All supported DX NetOps Performance Management releases
The Data Aggregator must be running and ready to accept Data Collector connections and communications before the Data Collector is started.
Ensure the Data Aggregator is started and running before starting the Data Collector.
To determine if the Data Aggregator is ready to accept Data Collector connections we can review the karaf.log on the Data Aggregator.
Default directory for the karaf.log is /opt/IMDataAggregator/apache-karaf-<version>/data/log.
When we see the following message appear in the Data Aggregator karaf.log after a restart of the dadaemon service it's ready to accept Data Collector connections.

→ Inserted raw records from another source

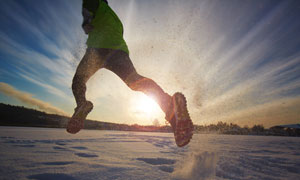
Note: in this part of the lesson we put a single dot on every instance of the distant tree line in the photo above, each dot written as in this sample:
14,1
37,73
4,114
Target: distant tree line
21,116
231,128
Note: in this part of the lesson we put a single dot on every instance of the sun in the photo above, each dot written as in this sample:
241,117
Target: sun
146,107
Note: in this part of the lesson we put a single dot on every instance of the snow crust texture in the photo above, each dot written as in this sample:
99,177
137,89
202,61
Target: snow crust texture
41,153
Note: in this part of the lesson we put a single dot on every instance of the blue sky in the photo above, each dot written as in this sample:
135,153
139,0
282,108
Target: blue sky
236,61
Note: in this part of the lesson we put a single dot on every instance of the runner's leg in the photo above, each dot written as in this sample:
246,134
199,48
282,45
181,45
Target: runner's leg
120,63
90,63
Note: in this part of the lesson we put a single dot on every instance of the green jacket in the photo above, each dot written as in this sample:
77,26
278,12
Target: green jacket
108,29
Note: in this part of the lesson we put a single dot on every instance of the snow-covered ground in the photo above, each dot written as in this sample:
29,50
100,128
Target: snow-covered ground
41,153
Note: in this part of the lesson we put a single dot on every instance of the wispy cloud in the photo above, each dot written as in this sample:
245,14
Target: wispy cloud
28,99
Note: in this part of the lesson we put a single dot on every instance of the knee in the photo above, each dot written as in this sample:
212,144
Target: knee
134,82
77,81
139,83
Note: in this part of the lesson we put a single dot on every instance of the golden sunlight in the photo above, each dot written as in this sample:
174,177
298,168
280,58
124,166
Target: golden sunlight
145,109
147,105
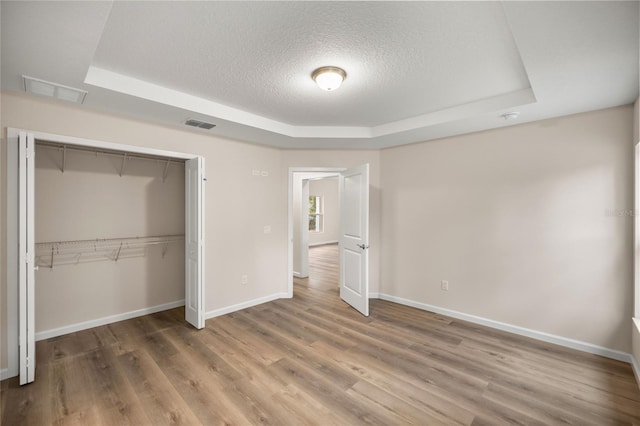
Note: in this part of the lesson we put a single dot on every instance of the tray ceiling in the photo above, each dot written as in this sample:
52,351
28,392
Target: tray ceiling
415,70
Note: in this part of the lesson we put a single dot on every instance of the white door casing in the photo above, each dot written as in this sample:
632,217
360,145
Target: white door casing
354,237
194,244
26,264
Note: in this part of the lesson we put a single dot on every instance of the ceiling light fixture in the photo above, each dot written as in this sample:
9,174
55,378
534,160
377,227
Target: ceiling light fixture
329,78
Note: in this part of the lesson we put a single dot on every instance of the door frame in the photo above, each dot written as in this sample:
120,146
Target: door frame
12,220
296,176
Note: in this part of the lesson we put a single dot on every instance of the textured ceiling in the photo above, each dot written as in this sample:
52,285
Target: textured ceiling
416,70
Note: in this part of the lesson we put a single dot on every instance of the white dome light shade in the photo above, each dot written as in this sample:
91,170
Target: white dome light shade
329,78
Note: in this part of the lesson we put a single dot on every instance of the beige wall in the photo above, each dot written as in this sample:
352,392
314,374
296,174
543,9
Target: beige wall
636,119
328,190
521,221
635,349
516,219
91,201
235,241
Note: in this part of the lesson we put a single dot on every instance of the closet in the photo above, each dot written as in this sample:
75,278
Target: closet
98,232
109,236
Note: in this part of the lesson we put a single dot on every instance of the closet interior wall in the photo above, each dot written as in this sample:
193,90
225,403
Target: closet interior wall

INFO | ExtenderThread-1 | 2022-02-01T00:32:17,648 | DistributedItemRepositoryManager | DistributedItemRepositoryManager 1523 | .im.item-repository.impl | | DISTIREP-JMS: DistIrepMgr - Add RequestProcessor as messageListener for queue://DADistItemRepositoryMgr, workerPoolTheadCount=100
A properly running DC dcmd service shows two processes in it's status output. One for the dcmd karaf service and on for the ICMP service.
If the DC is started before the DA the dcmd service will die. It will leave the ICMP service running. Due to this systemctl or service status commands will show the dcmd service as active when it is not running.
When this is encountered further attempts to start the dcmd service will return an error, or possibly appear to work but nothing happens.
When this is encountered run a systemctl or service stop command against the dcmd service to shut down the running ICMP service. Then the start command should work and result in a running dcmd service.